Allow for re-encoding frame if high overshoot.

For 1 pass CBR mode under screen content mode:
if pre-analysis (source temporal-sad) indicates significant
change in content, then check the projected frame size after
encode_frame(), and if size is above threshold, force re-encode
of that frame at max QP.

Change-Id: I91e66d9f3167aff2ffcc6f16f47f19f1c21dc688
diff --git a/vp9/encoder/vp9_encoder.c b/vp9/encoder/vp9_encoder.c
index c67cb32..84aeeb3 100644
--- a/vp9/encoder/vp9_encoder.c
+++ b/vp9/encoder/vp9_encoder.c
@@ -1623,6 +1623,8 @@
   cpi->resize_buffer_underflow = 0;
   cpi->common.buffer_pool = pool;
 
+  cpi->rc.high_source_sad = 0;
+
   init_config(cpi, oxcf);
   vp9_rc_init(&cpi->oxcf, oxcf->pass, &cpi->rc);
 
@@ -3180,7 +3182,9 @@
   set_ref_ptrs(cm, xd, LAST_FRAME, LAST_FRAME);
 }
 
-static void encode_without_recode_loop(VP9_COMP *cpi) {
+static void encode_without_recode_loop(VP9_COMP *cpi,
+                                       size_t *size,
+                                       uint8_t *dest) {
   VP9_COMMON *const cm = &cpi->common;
   int q = 0, bottom_index = 0, top_index = 0;  // Dummy variables.
 
@@ -3210,6 +3214,13 @@
                                                &cpi->scaled_last_source);
   }
 
+  if (cpi->oxcf.pass == 0 &&
+      cpi->oxcf.rc_mode == VPX_CBR &&
+      cpi->resize_state == 0 &&
+      cm->frame_type != KEY_FRAME &&
+      cpi->oxcf.content == VP9E_CONTENT_SCREEN)

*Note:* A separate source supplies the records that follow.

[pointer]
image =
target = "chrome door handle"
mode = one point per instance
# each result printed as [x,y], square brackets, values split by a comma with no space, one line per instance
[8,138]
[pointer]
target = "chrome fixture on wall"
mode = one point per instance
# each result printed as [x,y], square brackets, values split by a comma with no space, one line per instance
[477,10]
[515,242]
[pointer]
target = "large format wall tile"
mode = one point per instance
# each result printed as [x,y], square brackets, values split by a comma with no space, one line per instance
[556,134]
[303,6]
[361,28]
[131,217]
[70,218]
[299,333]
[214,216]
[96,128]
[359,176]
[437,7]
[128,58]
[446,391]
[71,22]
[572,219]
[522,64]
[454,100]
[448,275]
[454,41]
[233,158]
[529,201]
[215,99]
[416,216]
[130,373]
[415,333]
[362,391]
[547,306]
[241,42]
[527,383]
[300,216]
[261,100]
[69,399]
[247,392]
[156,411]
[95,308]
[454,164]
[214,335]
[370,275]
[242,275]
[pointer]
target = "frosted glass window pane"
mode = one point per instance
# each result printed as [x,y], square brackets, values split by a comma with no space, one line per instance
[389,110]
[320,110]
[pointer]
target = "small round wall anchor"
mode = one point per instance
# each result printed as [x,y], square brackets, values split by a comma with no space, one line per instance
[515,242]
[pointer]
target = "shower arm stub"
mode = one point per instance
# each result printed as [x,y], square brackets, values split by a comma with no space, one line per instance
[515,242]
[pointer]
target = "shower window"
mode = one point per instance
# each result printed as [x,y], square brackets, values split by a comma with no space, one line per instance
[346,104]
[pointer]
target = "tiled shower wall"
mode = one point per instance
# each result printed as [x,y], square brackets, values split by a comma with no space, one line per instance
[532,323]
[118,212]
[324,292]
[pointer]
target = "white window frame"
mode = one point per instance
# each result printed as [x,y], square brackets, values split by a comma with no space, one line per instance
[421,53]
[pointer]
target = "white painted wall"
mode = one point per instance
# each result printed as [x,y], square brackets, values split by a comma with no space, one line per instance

+    vp9_avg_source_sad(cpi);
+
   if (frame_is_intra_only(cm) == 0) {
     vp9_scale_references(cpi);
   }
@@ -3237,6 +3248,38 @@
   // transform / motion compensation build reconstruction frame
   vp9_encode_frame(cpi);
 
+  // Check if we should drop this frame because of high overshoot.

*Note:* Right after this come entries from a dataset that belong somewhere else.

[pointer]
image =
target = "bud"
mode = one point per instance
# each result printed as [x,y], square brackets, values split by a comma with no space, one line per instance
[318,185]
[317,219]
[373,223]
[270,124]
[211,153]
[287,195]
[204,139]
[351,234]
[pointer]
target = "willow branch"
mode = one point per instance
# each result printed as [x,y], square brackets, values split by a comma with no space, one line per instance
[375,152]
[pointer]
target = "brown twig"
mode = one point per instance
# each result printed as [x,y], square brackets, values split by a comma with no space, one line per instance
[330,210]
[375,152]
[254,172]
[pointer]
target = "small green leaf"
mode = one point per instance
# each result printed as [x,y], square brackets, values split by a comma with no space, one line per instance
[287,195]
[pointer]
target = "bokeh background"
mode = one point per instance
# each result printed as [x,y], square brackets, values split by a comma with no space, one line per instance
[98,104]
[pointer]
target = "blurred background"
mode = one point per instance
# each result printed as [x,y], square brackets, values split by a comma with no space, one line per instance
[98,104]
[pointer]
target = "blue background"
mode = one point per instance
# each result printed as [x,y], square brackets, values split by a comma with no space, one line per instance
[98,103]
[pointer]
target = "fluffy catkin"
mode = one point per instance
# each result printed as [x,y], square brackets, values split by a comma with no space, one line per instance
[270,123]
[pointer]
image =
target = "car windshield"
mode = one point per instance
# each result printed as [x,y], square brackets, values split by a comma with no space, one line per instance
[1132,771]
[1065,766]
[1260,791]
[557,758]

+  // Only for frames where high temporal-source sad is detected.
+  if (cpi->oxcf.pass == 0 &&
+      cpi->oxcf.rc_mode == VPX_CBR &&
+      cpi->resize_state == 0 &&
+      cm->frame_type != KEY_FRAME &&
+      cpi->oxcf.content == VP9E_CONTENT_SCREEN &&
+      cpi->rc.high_source_sad == 1) {
+    int frame_size = 0;
+    // Get an estimate of the encoded frame size.
+    save_coding_context(cpi);
+    vp9_pack_bitstream(cpi, dest, size);
+    restore_coding_context(cpi);
+    frame_size = (int)(*size) << 3;
+    // Check if encoded frame will overshoot too much, and if so, set the q and
+    // adjust some rate control parameters, and return to re-encode the frame.

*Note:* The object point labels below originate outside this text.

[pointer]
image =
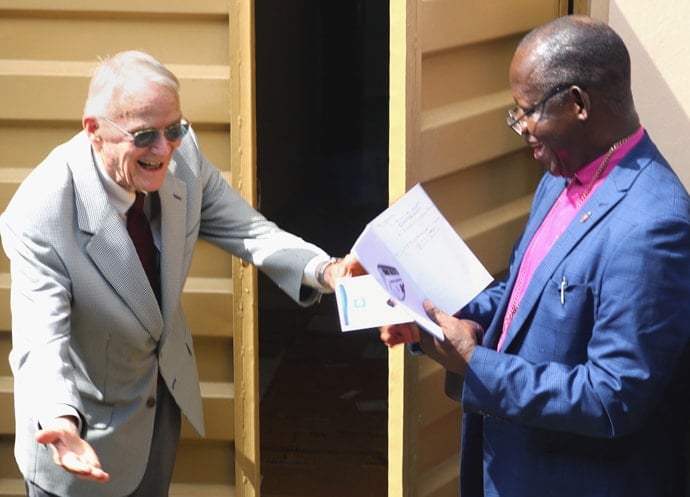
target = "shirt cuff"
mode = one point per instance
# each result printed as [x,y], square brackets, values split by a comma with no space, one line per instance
[46,420]
[309,276]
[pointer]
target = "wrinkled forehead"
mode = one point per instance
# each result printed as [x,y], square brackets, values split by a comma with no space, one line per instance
[144,98]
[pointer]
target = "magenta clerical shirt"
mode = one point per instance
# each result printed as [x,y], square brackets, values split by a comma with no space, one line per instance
[564,210]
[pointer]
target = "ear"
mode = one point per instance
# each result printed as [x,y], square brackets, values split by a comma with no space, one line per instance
[582,102]
[90,125]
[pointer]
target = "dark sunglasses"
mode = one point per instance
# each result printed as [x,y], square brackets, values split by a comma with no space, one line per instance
[145,137]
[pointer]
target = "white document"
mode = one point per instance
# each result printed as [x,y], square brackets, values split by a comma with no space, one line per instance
[415,254]
[363,303]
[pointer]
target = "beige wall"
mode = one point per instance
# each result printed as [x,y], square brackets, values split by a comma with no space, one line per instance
[656,34]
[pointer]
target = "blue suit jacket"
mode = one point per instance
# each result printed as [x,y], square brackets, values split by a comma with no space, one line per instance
[589,396]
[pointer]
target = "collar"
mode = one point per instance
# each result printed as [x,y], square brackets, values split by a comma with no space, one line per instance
[118,197]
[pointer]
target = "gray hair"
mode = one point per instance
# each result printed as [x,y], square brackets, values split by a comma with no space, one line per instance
[583,51]
[121,75]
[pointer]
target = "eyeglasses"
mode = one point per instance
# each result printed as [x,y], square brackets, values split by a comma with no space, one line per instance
[145,137]
[515,123]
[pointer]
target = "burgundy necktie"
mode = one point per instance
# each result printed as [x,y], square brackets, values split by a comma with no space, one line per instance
[140,231]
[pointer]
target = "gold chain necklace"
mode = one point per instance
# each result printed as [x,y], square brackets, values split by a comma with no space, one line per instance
[601,168]
[581,199]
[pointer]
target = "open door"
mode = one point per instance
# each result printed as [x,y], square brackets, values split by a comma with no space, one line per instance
[448,98]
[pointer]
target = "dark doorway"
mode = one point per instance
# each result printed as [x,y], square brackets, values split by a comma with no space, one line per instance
[322,138]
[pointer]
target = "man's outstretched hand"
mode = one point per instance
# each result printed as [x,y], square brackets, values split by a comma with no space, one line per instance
[70,451]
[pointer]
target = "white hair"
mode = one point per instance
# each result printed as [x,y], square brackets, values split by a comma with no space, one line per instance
[124,74]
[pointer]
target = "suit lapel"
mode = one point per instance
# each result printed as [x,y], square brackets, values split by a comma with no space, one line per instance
[109,246]
[597,207]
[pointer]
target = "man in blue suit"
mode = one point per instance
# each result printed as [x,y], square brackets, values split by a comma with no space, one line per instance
[580,384]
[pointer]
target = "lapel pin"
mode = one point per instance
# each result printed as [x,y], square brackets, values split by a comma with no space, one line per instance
[585,216]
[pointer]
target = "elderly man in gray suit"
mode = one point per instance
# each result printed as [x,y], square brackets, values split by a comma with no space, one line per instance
[98,331]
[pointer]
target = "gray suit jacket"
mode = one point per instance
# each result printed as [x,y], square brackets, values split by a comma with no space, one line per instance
[87,330]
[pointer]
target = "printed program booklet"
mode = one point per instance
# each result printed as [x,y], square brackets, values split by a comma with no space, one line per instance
[411,253]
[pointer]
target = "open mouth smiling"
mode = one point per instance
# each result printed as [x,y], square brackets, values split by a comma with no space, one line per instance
[150,166]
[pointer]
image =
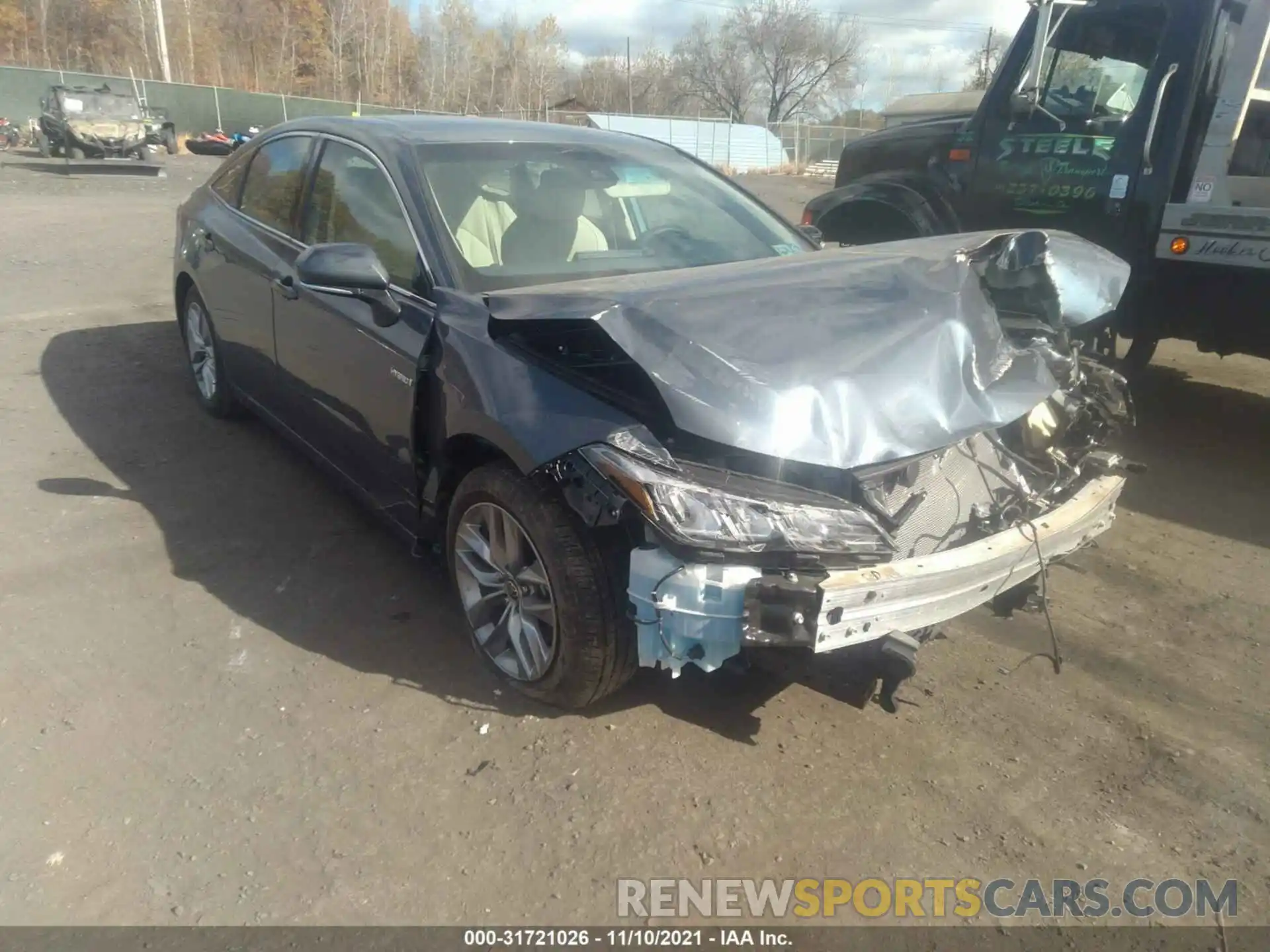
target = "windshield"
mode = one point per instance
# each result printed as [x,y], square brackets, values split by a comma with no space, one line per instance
[523,214]
[105,106]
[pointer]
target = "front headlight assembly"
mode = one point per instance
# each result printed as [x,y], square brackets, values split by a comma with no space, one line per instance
[741,513]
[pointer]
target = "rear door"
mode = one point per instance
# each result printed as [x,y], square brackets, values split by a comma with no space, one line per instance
[245,251]
[1091,160]
[352,381]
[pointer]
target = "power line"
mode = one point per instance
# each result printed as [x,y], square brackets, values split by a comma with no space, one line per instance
[964,27]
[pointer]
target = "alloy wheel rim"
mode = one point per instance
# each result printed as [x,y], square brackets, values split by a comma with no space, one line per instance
[202,356]
[506,592]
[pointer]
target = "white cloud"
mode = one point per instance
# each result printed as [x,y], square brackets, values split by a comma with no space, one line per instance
[916,48]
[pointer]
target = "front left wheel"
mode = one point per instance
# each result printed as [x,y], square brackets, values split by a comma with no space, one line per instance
[542,604]
[206,366]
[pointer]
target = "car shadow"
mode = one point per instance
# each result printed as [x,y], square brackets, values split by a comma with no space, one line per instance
[1206,452]
[275,539]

+    if (vp9_encodedframe_overshoot(cpi, frame_size, &q)) {
+      vpx_clear_system_state();
+      vp9_set_quantizer(cm, q);
+      vp9_set_variance_partition_thresholds(cpi, q);
+      suppress_active_map(cpi);
+      // Turn-off cyclic refresh for re-encoded frame.
+      if (cpi->oxcf.aq_mode == CYCLIC_REFRESH_AQ) {
+        unsigned char *const seg_map = cpi->segmentation_map;
+        memset(seg_map, 0, cm->mi_rows * cm->mi_cols);
+        vp9_disable_segmentation(&cm->seg);
+      }
+      apply_active_map(cpi);
+      vp9_encode_frame(cpi);
+    }
+  }
+
   // Update some stats from cyclic refresh, and check if we should not update
   // golden reference, for non-SVC 1 pass CBR.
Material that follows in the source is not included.